Hoffen ist wie Wünschen nur leise. 

Doch wieso hoffen wir immer heimlich? Wir haben Angst enttäuscht zu werden, deshalb glauben wir viel zu selten daran, dass es wirklich passiert. Und genau das ist der Fehler, wir machen uns immer zu viele Hoffnungen, die sich wieder so einfach zerschlagen lassen, als wären sie nie da gewesen, weil wir nicht daran geglaubt haben und uns im innersten stattdessen damit abgefunden, dass es eh nichts wird.
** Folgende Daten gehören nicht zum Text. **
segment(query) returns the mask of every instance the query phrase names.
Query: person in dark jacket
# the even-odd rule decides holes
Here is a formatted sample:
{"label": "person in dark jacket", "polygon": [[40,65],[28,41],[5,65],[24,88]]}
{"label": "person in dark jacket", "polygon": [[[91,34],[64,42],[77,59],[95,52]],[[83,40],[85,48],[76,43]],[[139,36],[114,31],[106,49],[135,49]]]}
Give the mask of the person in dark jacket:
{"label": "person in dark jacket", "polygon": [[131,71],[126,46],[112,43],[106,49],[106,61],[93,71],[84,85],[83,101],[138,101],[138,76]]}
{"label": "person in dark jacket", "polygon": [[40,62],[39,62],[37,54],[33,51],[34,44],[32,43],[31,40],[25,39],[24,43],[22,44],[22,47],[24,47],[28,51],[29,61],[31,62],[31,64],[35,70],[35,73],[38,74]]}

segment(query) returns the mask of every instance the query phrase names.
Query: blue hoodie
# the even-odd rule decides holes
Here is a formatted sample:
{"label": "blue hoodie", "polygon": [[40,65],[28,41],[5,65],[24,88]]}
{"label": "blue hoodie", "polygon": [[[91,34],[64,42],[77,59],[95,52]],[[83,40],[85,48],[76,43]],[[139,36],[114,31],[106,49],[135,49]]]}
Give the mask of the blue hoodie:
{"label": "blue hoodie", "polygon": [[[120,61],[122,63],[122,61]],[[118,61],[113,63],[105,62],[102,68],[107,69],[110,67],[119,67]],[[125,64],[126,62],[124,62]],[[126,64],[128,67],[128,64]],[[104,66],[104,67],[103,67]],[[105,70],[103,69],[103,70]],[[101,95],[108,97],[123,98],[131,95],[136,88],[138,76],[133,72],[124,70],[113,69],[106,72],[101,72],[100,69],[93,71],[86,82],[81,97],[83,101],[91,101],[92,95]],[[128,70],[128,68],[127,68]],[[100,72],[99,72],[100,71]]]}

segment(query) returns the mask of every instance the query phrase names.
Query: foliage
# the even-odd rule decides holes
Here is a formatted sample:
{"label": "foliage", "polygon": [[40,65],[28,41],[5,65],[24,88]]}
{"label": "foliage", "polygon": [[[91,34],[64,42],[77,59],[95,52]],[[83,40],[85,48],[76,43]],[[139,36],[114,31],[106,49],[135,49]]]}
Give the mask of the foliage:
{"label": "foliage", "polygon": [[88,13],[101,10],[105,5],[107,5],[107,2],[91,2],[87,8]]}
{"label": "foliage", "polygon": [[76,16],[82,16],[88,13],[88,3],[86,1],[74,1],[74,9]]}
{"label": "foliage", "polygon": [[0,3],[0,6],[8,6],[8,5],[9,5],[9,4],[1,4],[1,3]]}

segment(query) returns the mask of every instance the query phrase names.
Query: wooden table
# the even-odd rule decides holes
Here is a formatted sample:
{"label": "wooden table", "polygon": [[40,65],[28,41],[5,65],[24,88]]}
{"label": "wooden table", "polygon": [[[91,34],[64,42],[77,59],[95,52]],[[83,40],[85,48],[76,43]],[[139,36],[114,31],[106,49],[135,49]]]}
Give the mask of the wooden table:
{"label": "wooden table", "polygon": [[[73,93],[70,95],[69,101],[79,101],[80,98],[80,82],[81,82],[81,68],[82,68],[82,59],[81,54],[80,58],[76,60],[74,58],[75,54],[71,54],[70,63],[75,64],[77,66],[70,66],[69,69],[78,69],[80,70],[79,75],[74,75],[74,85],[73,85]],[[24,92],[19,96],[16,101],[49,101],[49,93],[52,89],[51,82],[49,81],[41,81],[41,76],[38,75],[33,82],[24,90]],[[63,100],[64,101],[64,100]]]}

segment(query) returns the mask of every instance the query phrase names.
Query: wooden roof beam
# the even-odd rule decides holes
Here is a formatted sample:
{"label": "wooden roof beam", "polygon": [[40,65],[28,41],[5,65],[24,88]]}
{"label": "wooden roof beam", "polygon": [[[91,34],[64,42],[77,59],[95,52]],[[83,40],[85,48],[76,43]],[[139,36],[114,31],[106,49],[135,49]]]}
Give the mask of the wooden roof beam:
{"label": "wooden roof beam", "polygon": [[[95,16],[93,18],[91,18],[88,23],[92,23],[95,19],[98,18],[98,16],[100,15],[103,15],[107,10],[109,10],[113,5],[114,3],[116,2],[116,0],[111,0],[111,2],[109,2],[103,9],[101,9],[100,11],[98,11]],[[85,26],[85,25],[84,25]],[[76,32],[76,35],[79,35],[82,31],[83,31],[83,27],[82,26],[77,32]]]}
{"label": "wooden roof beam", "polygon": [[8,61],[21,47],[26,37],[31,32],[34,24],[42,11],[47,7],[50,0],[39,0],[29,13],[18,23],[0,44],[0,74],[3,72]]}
Und dabei gibt es kaum etwas Schöneres, als Hoffnungen, die in Erfüllung gehen. Denn da erlebt man einen besonderes Moment für sich selbst. Und plötzlich ist man glücklich, es weiß zwar meist keiner darüber Bescheid, aber man kann sich freuen. Das macht hoffen für die Menschen so attraktiv, glaube ich. Wenn Sie scheitern, dann bekommt es keiner mit, wenn ihre Hoffnung in die Brüche geht, dann ist es für jeden rundherum so, als hätte es sie nie gegeben. "Es war ja nur der Funke Hoffnung, kein Wunsch oder Traum, nicht so wichtig." Und leider kommt jetzt auch keine Pauschallösung für das Problem, ich kann euch nur mit auf den Weg geben, dass man nie aufhören soll, an das zu glauben, was das Innerste verlangt. Auch wenn das der größte Schwachsinn ist, wie im letzten Post erwähnt, das Schicksal scheint uns ja doch irgendwie irgendwohin zu leiten. Also glaubt daran, was ihr fühlt und macht worauf ihr Bock habt.